Local hospitals say those that are admitted to the hospitals are usually unvaccinated and have very few underlying conditions.

“We still do see occasionally some people who have been vaccinated who are getting COVID. But the good news with that is that they’re not sick enough to be hospitalized. They’re well enough to go home,” said Dr. Redd.

As of Tuesday, Emergency SLO reports that the ICU bed capacity in San Luis Obispo County is at 66% and now there are nearly 21,000 confirmed COVID cases.

After nearly two years into the pandemic, both hospitals say they are more prepared than ever if COVID-19 cases surge again. Most of their staff is vaccinated and now they’re past supply chain issues with PPE.

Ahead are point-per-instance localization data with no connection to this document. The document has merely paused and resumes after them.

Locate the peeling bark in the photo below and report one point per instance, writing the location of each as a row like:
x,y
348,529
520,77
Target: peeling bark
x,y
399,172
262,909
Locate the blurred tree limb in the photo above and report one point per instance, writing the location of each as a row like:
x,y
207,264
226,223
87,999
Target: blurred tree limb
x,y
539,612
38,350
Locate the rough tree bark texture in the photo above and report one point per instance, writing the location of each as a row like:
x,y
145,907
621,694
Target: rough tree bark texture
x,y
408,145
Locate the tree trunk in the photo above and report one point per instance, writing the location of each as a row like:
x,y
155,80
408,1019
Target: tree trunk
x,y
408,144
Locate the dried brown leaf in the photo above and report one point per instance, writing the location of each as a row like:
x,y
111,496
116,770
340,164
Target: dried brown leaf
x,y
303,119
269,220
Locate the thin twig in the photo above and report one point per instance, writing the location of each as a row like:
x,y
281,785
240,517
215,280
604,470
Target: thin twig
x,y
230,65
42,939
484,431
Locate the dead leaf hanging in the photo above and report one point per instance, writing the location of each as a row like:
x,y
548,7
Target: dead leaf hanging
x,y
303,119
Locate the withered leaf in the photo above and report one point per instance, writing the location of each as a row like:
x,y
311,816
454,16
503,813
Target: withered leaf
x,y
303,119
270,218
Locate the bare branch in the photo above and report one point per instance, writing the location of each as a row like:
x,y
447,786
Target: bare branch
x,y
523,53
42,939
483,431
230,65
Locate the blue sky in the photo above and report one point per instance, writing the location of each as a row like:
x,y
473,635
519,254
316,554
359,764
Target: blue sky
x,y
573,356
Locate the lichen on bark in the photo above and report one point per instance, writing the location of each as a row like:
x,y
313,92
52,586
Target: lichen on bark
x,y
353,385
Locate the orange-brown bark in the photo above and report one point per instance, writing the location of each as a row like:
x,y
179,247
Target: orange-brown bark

“Now that we’re so well into this, we have the capacity to open up further units if we had a big surge in patients. We’ve also made all the rooms compliant with infectious reasons,” said Dr. Thomas Vendegna.

San Luis Obispo County doctors want to reiterate the importance of getting vaccinated so community members can protect themselves from the more infectious Delta variant.